Ist Lia Pale demnach keine spezifisch weibliche Winterreisende? „Heute vielleicht mehr als früher“, erklärt Julia, denn die Winterreise habe, so melodramatisch es auch klinge, sie und ihr Leben verändert. Künstlerische Entstehungsprozesse bedingen das ständige Loslassen von sich selbst, ehe die Resultate nach aussen dringen. In ihrem Falle sei das derart kräftezehrend gewesen, dass sie an einem gewissen Punkt nicht mehr sicher war, ob sie genügend Kraft für die Vollendung des Weges haben werde. So habe Julia entschieden, es Lia gleichzutun, und marschierte los – im wahrsten Sinne des Wortes. Im Frühjahr 2016 machte sie sich auf eine 34-tägige winterliche Pilgerschaft, alleine. „Ich wollte alles, was Lia singt, am eigenen Körper erfahren. Jedes der Lieder ist so auch für mich – Julia – zu einem grossen Teil gelebte Wirklichkeit geworden. Heute BIN ich Lia Pale, denn es war Julia Pallanch, die durch ihre Pilgerschaft die Kraft für die letzten Etappen aufbrachte und damit eins wurde mit ihrem alter ego.“
Beim Hören des Zyklus – die 12 „alten“ Lieder von gone too far sind teilweise umarrangiert und neu aufgenommen, alle aber neu eingesungen worden – fällt tatsächlich auf, dass sich die Stimme der Protagonistin stark gewandelt hat. Sie scheint tiefer zu sitzen, lässt alles Unbeschwerte und Jungmädchenhafte hinter sich zugunsten einer noch reicheren, dunkleren Ausdruckspalette. A Darker Shade of Pale, fällt mir ein (in Anlehnung an Procol Harums A Whiter Shade of Pale). Die Arrangements wirken sparsamer, knapper, die Instrumentalsoli vieldeutiger. In der ersten Strophe von Gute Nacht sowie im letzten Lied, Leiermann, singt Lia Pale – anders als in gone too far – deutsch. Sie macht dabei keinen Hehl aus ihrem österreichischen Idiom, es ist die Sprache Schuberts. Damit erzielt sie eine kathartische Wirkung: Der barfüssige Leiermann im Schnee wird gleichsam „barfuss“, in der Muttersprache, besungen.

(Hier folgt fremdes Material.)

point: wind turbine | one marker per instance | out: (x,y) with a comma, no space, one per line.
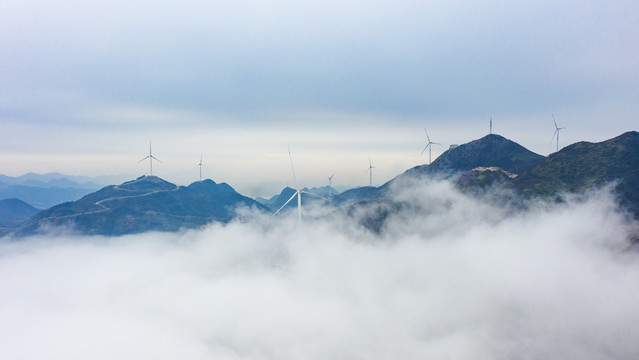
(200,165)
(557,128)
(151,158)
(298,193)
(330,184)
(429,147)
(370,170)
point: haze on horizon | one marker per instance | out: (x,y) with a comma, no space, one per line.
(84,86)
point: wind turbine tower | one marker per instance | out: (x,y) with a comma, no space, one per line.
(370,170)
(151,158)
(200,165)
(429,146)
(330,184)
(298,193)
(557,128)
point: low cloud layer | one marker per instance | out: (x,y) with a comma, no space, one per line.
(453,278)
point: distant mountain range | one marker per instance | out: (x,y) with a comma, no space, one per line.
(14,212)
(46,190)
(150,203)
(145,204)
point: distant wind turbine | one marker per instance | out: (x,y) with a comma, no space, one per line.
(370,170)
(200,165)
(298,193)
(151,158)
(330,184)
(429,147)
(557,128)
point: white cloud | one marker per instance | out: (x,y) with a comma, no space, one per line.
(455,279)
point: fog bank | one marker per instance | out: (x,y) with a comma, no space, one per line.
(452,278)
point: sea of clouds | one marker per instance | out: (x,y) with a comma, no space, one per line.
(447,277)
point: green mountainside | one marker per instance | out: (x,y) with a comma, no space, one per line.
(490,151)
(582,165)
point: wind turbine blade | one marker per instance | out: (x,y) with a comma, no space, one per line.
(286,203)
(292,168)
(317,196)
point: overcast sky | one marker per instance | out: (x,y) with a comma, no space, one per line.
(86,85)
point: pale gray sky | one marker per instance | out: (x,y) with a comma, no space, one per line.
(85,85)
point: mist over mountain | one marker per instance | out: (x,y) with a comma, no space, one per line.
(493,168)
(447,275)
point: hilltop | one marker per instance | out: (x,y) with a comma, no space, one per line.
(583,165)
(145,204)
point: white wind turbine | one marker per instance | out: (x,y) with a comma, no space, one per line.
(151,158)
(200,165)
(370,170)
(330,184)
(557,128)
(429,147)
(298,193)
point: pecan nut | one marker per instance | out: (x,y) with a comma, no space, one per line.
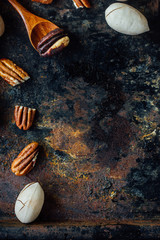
(53,42)
(26,160)
(81,3)
(24,117)
(12,73)
(43,1)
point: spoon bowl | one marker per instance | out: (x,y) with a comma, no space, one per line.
(39,31)
(38,28)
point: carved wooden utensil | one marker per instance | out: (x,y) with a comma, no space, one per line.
(45,36)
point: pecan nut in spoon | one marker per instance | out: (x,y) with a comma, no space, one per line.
(53,42)
(37,27)
(81,3)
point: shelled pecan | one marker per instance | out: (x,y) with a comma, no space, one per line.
(26,160)
(24,117)
(12,73)
(81,3)
(43,1)
(53,42)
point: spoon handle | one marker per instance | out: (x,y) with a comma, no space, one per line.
(29,19)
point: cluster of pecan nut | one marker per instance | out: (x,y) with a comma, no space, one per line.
(24,117)
(11,73)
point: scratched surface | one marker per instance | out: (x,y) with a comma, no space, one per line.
(97,120)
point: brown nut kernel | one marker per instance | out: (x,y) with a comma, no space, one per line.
(11,73)
(26,160)
(81,3)
(43,1)
(53,43)
(24,117)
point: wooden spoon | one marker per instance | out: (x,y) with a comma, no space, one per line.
(37,27)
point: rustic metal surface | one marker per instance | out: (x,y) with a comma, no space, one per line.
(97,121)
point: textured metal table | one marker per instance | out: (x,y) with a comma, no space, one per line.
(97,122)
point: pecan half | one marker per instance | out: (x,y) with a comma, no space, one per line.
(81,3)
(11,73)
(53,42)
(24,117)
(43,1)
(26,160)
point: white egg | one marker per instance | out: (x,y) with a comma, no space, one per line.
(29,202)
(126,19)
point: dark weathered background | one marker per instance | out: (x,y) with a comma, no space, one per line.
(97,122)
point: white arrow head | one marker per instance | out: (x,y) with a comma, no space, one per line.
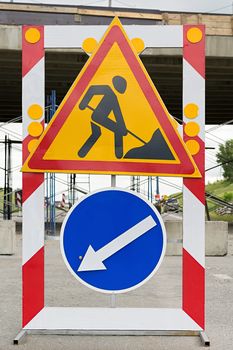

Ich stelle Julia eine letzte Frage: „Stell dir vor, du begegnest Franz Schubert heute auf den Strassen Wiens. Wie erklärst du ihm eure Musik, die doch – bewundernswerterweise – melodisch, harmonisch und formal so sehr seine geblieben ist? Was für eine Reaktion erwartest du von ihm?“
„Womöglich brächte ich kein Wort heraus und würde mit hochrotem Kopf vor ihm stehen, ihm vielleicht vorsingen, vortanzen, mich bedanken und gleichzeitig entschuldigen. Und ihn dann auf ein Glas Wein einladen.“ Ihr sei aus zeitgenössischen Quellen bekannt, dass er das Tanzen und die Tanzmusik liebte, solche auch selber spielte und darüber improvisierte. Sie hoffe deshalb – mit einigem Recht, wie mir scheint – dass er an den Rhythmisierungen und harmonischen Verfremdungen seiner Vorlage Gefallen finden würde. Sie würde versuchen, ihm deutlich zu machen, dass es ihr höchstes Ziel gewesen sei, die Tragik, die Schwere, die Tiefe, den Schmerz, die Verzweiflung und Resignation in den Liedern zu erhalten, sie mit Mitteln des Hier und Jetzt neu auszudrücken, so gut es ihr und mathias rüegg eben möglich gewesen sei. Grundsätzlich hoffe sie, dass er vielleicht – ähnlich wie Gershwin – Freude daran hätte, dass sein Werk weit über seine Zeit hinaus ein solches Eigenleben entwickelt hat und dass jede Generation es immer wieder neu und anders für sich entdeckt.